Cette révolution sensorielle s’accompagne dans Pauvre Miss Finch d’envolées étonnamment insurrectionnelles. En faisant de la veuve française d’un révolutionnaire sudaméricain la narratrice de son roman, William Wilkie Collins s’offre en guise de porte-parole une pasionaria dont le programme politique ferait presque passer celui du Front de gauche pour une anthologie de platitudes socialdémocrates. Dotée d’une ironie ravageuse et d’une énergie folle – lesquelles ne sont nullement incompatibles avec des talents de pianiste éprise de Mozart -, cette insolite dame de compagnie rappelle que le précurseur de Conan Doyle (on lui doit les deux premiers romans policiers anglais, Pierre de lune et La Dame en blanc) et ami proche de Dickens fut également l’un des romanciers les plus progressistes de son époque.

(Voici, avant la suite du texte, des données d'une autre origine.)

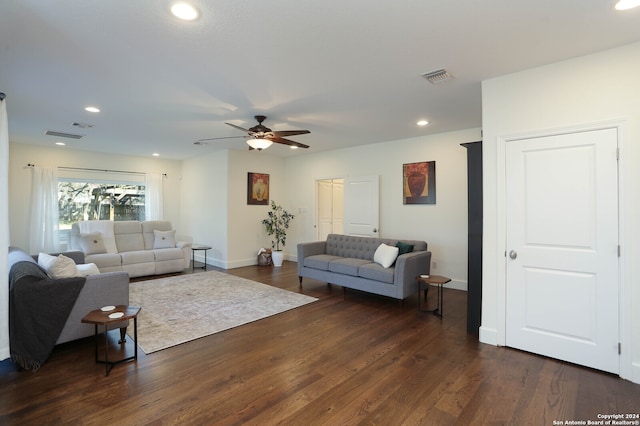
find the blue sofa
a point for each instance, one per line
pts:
(348, 261)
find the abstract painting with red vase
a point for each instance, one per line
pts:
(419, 183)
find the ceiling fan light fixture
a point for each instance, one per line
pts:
(627, 4)
(259, 143)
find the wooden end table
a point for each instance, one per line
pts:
(103, 318)
(427, 280)
(194, 248)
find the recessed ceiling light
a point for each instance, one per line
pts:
(627, 4)
(184, 11)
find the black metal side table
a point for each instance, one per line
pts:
(194, 248)
(426, 280)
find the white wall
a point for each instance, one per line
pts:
(581, 91)
(214, 188)
(20, 180)
(443, 225)
(204, 199)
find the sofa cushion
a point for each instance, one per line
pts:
(148, 226)
(319, 261)
(58, 266)
(23, 266)
(404, 248)
(92, 243)
(104, 227)
(140, 256)
(162, 255)
(385, 255)
(86, 269)
(374, 271)
(105, 261)
(348, 266)
(164, 239)
(128, 235)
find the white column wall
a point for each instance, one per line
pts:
(583, 91)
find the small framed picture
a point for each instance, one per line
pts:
(419, 183)
(258, 188)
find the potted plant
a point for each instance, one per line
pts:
(276, 225)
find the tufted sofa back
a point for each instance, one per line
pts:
(363, 247)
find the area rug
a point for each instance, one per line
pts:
(179, 309)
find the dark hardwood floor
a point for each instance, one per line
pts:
(349, 358)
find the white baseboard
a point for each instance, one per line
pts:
(635, 372)
(489, 336)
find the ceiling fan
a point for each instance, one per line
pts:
(261, 137)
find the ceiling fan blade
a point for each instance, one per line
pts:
(239, 128)
(223, 137)
(290, 132)
(288, 142)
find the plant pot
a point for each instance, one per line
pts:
(277, 256)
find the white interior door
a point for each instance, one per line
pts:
(562, 247)
(330, 205)
(361, 206)
(337, 211)
(324, 193)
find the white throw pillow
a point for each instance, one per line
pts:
(92, 243)
(164, 239)
(385, 255)
(58, 267)
(86, 269)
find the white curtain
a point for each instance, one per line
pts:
(4, 231)
(153, 197)
(43, 223)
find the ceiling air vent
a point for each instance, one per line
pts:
(83, 125)
(438, 76)
(63, 134)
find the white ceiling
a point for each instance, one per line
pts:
(347, 70)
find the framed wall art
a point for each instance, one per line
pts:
(257, 188)
(419, 183)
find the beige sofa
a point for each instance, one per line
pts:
(139, 248)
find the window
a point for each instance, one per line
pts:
(97, 201)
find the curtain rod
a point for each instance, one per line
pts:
(98, 170)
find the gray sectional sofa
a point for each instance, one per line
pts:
(139, 248)
(348, 261)
(46, 311)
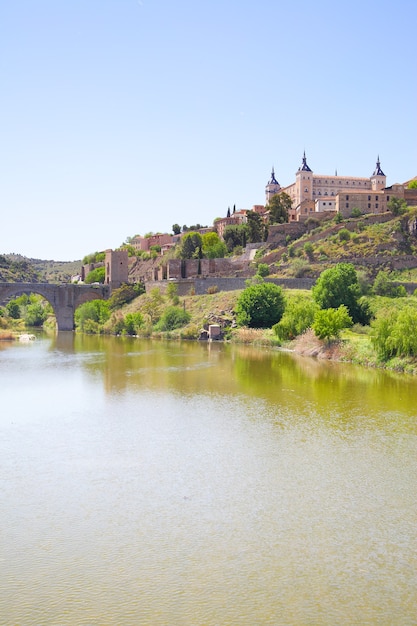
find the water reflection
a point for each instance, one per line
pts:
(182, 483)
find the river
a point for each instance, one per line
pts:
(152, 483)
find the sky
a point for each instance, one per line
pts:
(124, 117)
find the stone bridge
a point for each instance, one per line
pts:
(64, 298)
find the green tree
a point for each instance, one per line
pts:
(173, 317)
(339, 285)
(235, 235)
(260, 306)
(298, 316)
(279, 207)
(96, 311)
(13, 309)
(263, 269)
(397, 206)
(95, 276)
(257, 230)
(329, 322)
(213, 246)
(191, 246)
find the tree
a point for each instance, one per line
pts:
(397, 206)
(213, 246)
(191, 246)
(329, 322)
(298, 316)
(260, 306)
(13, 309)
(339, 285)
(256, 227)
(235, 235)
(279, 207)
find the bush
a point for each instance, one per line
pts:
(298, 316)
(263, 269)
(394, 333)
(260, 306)
(339, 285)
(329, 322)
(173, 317)
(96, 276)
(384, 286)
(344, 234)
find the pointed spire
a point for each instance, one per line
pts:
(273, 180)
(378, 171)
(304, 167)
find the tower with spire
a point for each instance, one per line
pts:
(378, 178)
(272, 187)
(303, 182)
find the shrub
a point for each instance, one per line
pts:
(298, 316)
(260, 306)
(173, 317)
(344, 234)
(263, 269)
(394, 333)
(339, 285)
(329, 322)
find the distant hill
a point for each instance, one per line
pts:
(17, 268)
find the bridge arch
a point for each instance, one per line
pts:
(64, 299)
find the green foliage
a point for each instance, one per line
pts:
(339, 285)
(257, 230)
(213, 246)
(173, 317)
(384, 286)
(329, 322)
(298, 316)
(344, 234)
(394, 333)
(279, 207)
(263, 269)
(124, 294)
(397, 206)
(96, 311)
(309, 250)
(235, 235)
(260, 306)
(94, 257)
(191, 246)
(36, 314)
(132, 323)
(13, 309)
(95, 276)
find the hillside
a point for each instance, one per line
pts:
(17, 268)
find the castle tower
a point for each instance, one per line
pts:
(272, 187)
(303, 183)
(378, 178)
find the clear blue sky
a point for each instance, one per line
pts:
(121, 117)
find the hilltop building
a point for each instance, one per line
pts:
(315, 193)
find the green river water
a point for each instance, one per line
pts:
(203, 484)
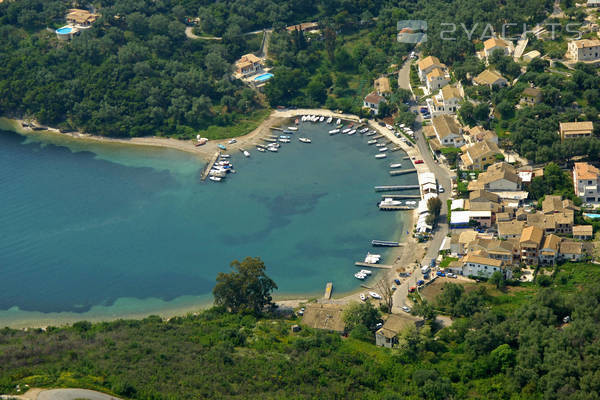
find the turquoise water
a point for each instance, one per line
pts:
(263, 77)
(114, 230)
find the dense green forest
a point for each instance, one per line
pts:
(505, 342)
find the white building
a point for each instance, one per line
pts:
(586, 182)
(584, 50)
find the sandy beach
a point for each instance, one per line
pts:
(399, 257)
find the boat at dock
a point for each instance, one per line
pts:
(384, 243)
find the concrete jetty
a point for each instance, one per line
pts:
(395, 188)
(382, 266)
(209, 166)
(395, 172)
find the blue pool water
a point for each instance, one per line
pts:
(95, 231)
(264, 77)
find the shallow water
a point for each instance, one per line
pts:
(112, 230)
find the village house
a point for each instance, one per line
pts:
(382, 86)
(387, 335)
(428, 64)
(499, 177)
(81, 18)
(583, 232)
(437, 79)
(490, 78)
(510, 230)
(586, 182)
(448, 131)
(584, 50)
(372, 102)
(447, 101)
(575, 130)
(479, 156)
(247, 65)
(550, 249)
(495, 44)
(531, 96)
(571, 251)
(329, 317)
(530, 244)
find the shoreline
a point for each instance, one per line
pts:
(275, 119)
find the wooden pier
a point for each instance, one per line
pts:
(328, 289)
(209, 166)
(395, 172)
(395, 188)
(382, 266)
(400, 196)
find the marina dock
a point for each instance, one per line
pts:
(382, 266)
(328, 289)
(395, 172)
(209, 166)
(400, 196)
(395, 188)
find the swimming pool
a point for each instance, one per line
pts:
(263, 77)
(64, 30)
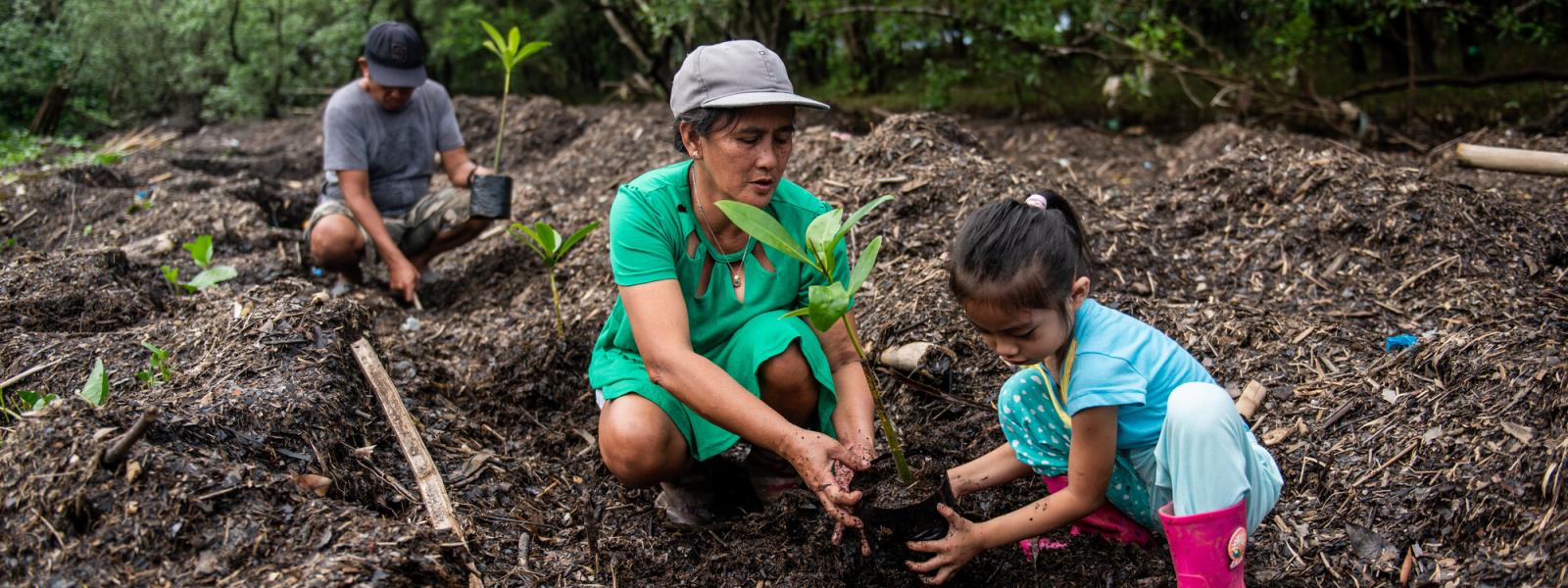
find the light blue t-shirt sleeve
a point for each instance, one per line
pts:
(1102, 380)
(640, 245)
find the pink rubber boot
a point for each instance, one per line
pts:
(1207, 549)
(1105, 521)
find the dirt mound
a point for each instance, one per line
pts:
(1275, 258)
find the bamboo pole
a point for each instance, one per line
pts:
(425, 472)
(1521, 161)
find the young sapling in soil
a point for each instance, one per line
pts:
(491, 195)
(157, 370)
(209, 276)
(96, 389)
(546, 242)
(830, 303)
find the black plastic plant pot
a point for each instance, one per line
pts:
(490, 196)
(896, 514)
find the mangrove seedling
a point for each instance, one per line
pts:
(96, 389)
(512, 52)
(209, 276)
(551, 248)
(830, 303)
(157, 370)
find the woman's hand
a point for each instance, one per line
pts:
(814, 457)
(844, 474)
(963, 543)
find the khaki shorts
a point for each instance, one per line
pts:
(413, 231)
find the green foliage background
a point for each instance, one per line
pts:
(206, 60)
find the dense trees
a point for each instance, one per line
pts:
(193, 60)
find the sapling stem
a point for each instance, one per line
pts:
(501, 132)
(556, 298)
(882, 412)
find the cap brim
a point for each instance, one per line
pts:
(760, 99)
(397, 77)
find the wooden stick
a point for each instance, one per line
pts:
(115, 454)
(1502, 159)
(425, 472)
(1251, 399)
(1376, 470)
(31, 370)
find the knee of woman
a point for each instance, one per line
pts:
(788, 370)
(1200, 408)
(635, 452)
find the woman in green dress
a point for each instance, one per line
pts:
(695, 355)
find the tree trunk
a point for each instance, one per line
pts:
(47, 117)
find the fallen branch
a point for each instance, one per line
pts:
(1521, 161)
(117, 452)
(419, 462)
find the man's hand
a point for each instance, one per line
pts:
(963, 543)
(404, 278)
(812, 455)
(844, 474)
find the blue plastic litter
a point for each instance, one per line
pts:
(1399, 342)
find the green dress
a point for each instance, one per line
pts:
(650, 226)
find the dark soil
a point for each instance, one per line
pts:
(1275, 258)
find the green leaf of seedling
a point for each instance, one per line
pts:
(767, 229)
(96, 388)
(858, 216)
(571, 242)
(527, 51)
(862, 267)
(527, 237)
(828, 303)
(819, 237)
(172, 274)
(211, 278)
(201, 250)
(33, 400)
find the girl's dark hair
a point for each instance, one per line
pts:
(1018, 256)
(706, 122)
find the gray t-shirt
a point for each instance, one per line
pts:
(397, 149)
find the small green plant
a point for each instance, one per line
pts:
(553, 250)
(209, 276)
(512, 52)
(96, 389)
(157, 370)
(141, 201)
(830, 303)
(33, 400)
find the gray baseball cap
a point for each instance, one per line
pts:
(396, 55)
(733, 74)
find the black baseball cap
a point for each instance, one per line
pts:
(396, 55)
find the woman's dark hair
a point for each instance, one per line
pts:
(1019, 256)
(706, 122)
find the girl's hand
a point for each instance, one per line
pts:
(812, 455)
(953, 553)
(843, 474)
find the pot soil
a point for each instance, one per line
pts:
(490, 196)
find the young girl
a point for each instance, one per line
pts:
(1126, 428)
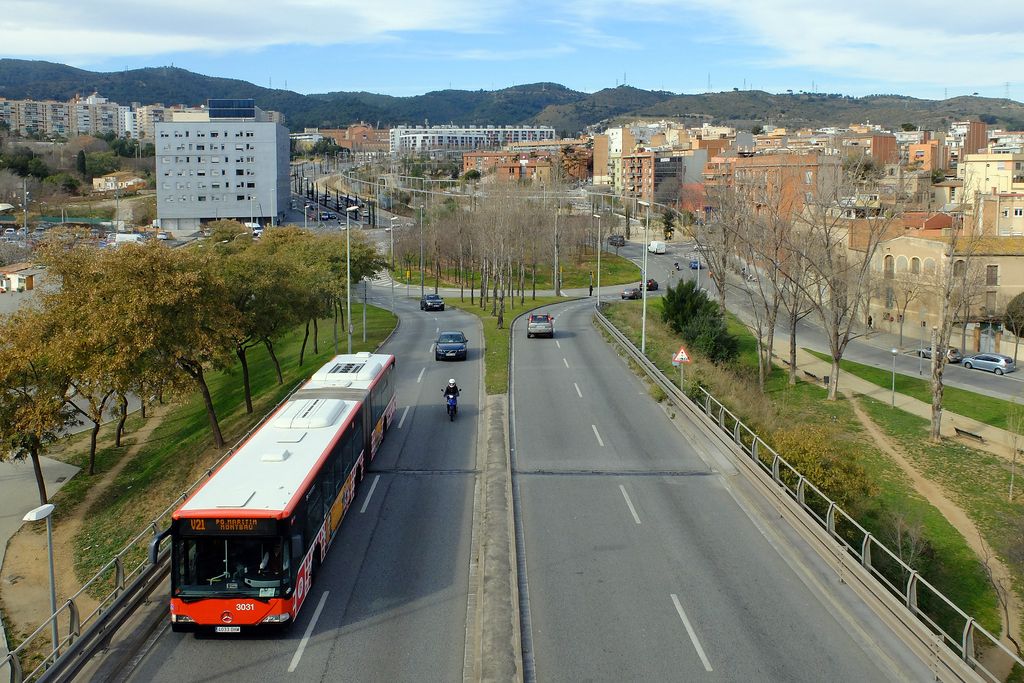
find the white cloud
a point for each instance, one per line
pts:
(910, 41)
(81, 32)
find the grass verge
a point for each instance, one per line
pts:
(952, 567)
(496, 342)
(978, 407)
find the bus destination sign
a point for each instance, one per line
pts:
(227, 526)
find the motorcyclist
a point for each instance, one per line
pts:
(451, 389)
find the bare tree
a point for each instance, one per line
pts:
(841, 227)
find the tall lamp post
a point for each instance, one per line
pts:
(348, 273)
(40, 513)
(393, 218)
(643, 285)
(600, 244)
(421, 252)
(894, 352)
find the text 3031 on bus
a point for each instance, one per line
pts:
(247, 544)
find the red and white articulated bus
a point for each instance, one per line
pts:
(246, 545)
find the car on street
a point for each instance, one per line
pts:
(952, 353)
(632, 293)
(994, 363)
(451, 345)
(540, 325)
(431, 302)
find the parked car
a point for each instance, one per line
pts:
(451, 345)
(632, 293)
(952, 353)
(540, 324)
(431, 302)
(995, 363)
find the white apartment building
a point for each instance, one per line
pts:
(422, 139)
(226, 162)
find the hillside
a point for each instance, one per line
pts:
(542, 103)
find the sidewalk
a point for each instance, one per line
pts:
(996, 441)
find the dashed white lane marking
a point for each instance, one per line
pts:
(692, 634)
(305, 636)
(629, 503)
(373, 486)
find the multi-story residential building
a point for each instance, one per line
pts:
(928, 156)
(421, 139)
(993, 266)
(880, 146)
(226, 162)
(991, 174)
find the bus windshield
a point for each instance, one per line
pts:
(230, 565)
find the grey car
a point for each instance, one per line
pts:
(540, 325)
(995, 363)
(952, 353)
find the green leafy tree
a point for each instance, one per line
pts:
(699, 321)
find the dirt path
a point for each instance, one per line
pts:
(25, 589)
(935, 495)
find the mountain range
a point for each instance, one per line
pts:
(538, 103)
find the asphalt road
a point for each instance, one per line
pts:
(394, 585)
(640, 563)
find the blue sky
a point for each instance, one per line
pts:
(404, 47)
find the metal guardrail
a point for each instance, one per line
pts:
(891, 573)
(125, 582)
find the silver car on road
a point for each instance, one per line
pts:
(995, 363)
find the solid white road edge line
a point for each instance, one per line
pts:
(370, 495)
(305, 636)
(692, 634)
(633, 510)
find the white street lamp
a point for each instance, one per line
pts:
(643, 284)
(393, 218)
(40, 513)
(600, 245)
(348, 273)
(894, 352)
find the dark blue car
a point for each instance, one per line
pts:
(451, 345)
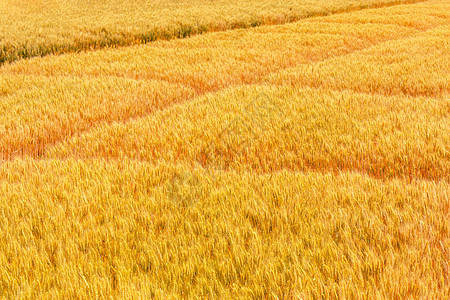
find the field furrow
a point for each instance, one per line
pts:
(302, 160)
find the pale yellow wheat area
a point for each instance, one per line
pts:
(36, 27)
(206, 63)
(298, 161)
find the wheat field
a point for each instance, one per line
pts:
(294, 150)
(36, 28)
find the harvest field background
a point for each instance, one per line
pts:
(293, 150)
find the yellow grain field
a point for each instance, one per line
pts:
(294, 160)
(36, 28)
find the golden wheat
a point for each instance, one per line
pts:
(37, 28)
(298, 161)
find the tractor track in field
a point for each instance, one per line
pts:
(39, 151)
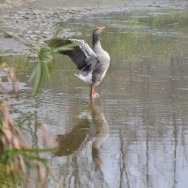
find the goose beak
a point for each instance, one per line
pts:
(101, 28)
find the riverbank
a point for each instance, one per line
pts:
(35, 22)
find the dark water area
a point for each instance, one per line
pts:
(136, 133)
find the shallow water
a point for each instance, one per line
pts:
(136, 133)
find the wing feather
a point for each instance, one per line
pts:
(81, 54)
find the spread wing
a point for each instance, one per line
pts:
(81, 54)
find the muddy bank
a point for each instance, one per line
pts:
(38, 21)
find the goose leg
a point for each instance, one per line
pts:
(93, 94)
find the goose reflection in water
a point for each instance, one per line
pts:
(91, 124)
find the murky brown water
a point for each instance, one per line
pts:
(136, 134)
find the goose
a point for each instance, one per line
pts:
(94, 62)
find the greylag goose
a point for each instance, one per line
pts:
(93, 62)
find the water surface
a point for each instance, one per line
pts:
(136, 134)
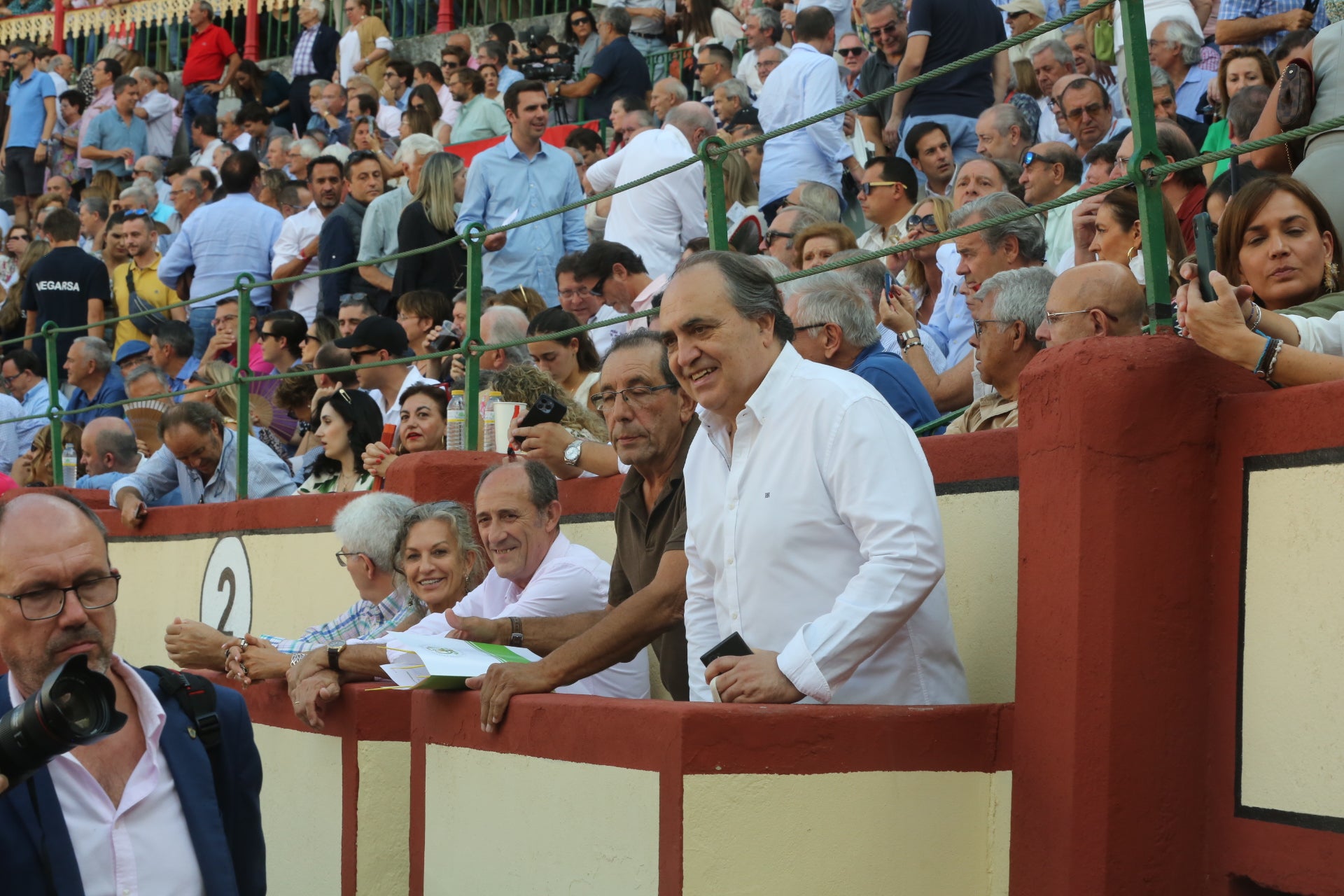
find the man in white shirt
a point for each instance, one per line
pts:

Pauvre Miss Finch (Libretto), traduction anonyme de l’anglais revue et corrigée par Frédéric Klein, 542 pages, 12,80 €
– L’art du jeu de Chad Herbach
Du base-ball, un campus et Herman Melville. Avec ce premier livre, Chad Harbach signe un pur roman américain, un condensé de mythologies made in USA, et inscrit ses pas dans ceux d’aînés imposants, comme Philip Roth et son Grand Roman américain, où il était déjà question de battes et de gants de cuir. Un tel héritage aurait pu écraser l’ambition d’Harbach, réduire son projet à un pâle ersatz. Il n’en est rien. Henry, le héros, est un jeune prodige du base-ball qui débarque au Westish College, une petite université du Wisconsin. Garçon solitaire, il devient vite la coqueluche de l’équipe locale, baptisée les Harponneurs, un clin d’oeil parmi d’autres à Moby Dick. Surdoué, Henry rattrape toutes les balles. Jusqu’au jour où il en rate une.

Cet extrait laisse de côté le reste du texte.